Un tempo dipendente dall'estrazione del carbone, la Polonia sud-occidentale ospita oggi un cluster aerospaziale, uno degli oltre 1.500 cluster industriali europei. La società di tecnologia spaziale KP Labs ha appena lanciato il suo primo satellite, una delle tante tecnologie sviluppate nell'ambito del cluster Silesian Aviation.

L'anno scorso KP Labs ha inviato nello spazio il nanosatellite Intuition 1 e un'unità di elaborazione dati, chiamata Leopard, a bordo del Falcon 9 di SpaceX di Elon Musk. Abbiamo parlato con Artur Jurkowski, capo del dipartimento di ingegneria termica e meccanica di KP Labs, di come viene testata l'unità di elaborazione dati per garantirne la sopravvivenza nello spazio.

"Nello spazio l'ambiente è molto diverso, non c'è aria e la rimozione del calore è molto più difficile, per cui dobbiamo riprodurre queste condizioni sulla Terra con questa macchina - dice Jurkowski -. Questa è una camera termovuoto, il che significa che al suo interno possiamo generare un ambiente simile a quello spaziale. Stiamo preparando diversi test importanti per la nostra unità di elaborazione dati: si tratta di accendere e spegnere l'unità, a volte in condizioni di temperatura difficili, ad esempio a -40°C e 65°C, e anche a temperature più alte o più basse". 

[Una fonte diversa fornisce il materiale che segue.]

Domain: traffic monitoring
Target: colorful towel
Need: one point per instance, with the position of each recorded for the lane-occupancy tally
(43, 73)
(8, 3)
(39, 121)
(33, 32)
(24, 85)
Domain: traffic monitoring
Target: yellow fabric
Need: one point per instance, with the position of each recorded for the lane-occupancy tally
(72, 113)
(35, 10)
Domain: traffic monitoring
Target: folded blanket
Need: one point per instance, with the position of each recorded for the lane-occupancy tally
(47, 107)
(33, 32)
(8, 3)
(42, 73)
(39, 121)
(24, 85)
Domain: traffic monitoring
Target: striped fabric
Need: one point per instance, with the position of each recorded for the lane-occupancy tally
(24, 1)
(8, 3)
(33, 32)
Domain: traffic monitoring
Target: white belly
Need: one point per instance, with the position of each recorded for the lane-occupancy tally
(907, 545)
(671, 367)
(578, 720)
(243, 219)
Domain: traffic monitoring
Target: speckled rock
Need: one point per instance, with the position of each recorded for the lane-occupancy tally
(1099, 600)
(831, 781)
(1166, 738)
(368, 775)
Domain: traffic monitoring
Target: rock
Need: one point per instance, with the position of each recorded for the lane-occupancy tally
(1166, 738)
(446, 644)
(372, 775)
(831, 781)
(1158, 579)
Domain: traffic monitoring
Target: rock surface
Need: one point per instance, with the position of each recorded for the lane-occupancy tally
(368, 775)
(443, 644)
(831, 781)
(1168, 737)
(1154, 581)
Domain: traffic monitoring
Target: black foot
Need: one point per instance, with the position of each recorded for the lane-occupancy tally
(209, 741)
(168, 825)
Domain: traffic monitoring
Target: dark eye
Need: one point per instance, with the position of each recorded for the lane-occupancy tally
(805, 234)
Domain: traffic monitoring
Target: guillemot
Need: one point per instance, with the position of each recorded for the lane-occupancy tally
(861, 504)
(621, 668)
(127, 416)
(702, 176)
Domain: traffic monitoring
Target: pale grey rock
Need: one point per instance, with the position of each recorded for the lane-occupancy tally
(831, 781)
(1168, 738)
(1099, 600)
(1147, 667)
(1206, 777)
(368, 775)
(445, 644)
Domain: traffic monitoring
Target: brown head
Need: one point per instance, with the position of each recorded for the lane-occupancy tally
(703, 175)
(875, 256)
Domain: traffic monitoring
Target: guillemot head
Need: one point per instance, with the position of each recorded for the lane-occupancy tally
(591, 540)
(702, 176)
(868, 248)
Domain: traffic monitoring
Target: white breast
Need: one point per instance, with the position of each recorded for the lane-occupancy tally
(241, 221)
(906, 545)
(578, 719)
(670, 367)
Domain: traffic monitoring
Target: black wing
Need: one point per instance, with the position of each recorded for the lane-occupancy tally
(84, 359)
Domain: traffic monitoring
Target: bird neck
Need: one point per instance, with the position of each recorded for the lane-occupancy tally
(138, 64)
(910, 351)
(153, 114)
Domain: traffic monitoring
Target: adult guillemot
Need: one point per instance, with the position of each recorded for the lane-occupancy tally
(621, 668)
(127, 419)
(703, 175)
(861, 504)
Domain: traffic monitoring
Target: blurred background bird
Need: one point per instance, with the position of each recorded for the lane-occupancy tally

"Il secondo test che stiamo eseguendo è il thermo cycling - dice Jurkowski -. Significa che stiamo portando i nostri dispositivi da -40°C a 65°C ad altissima velocità. E poi ripetiamo queste attività più volte, perché nell'orbita terrestre bassa, dove il satellite gira intorno alla Terra, il cambiamento di temperatura è davvero rapido ed è importante rappresentare queste condizioni mutevoli a terra".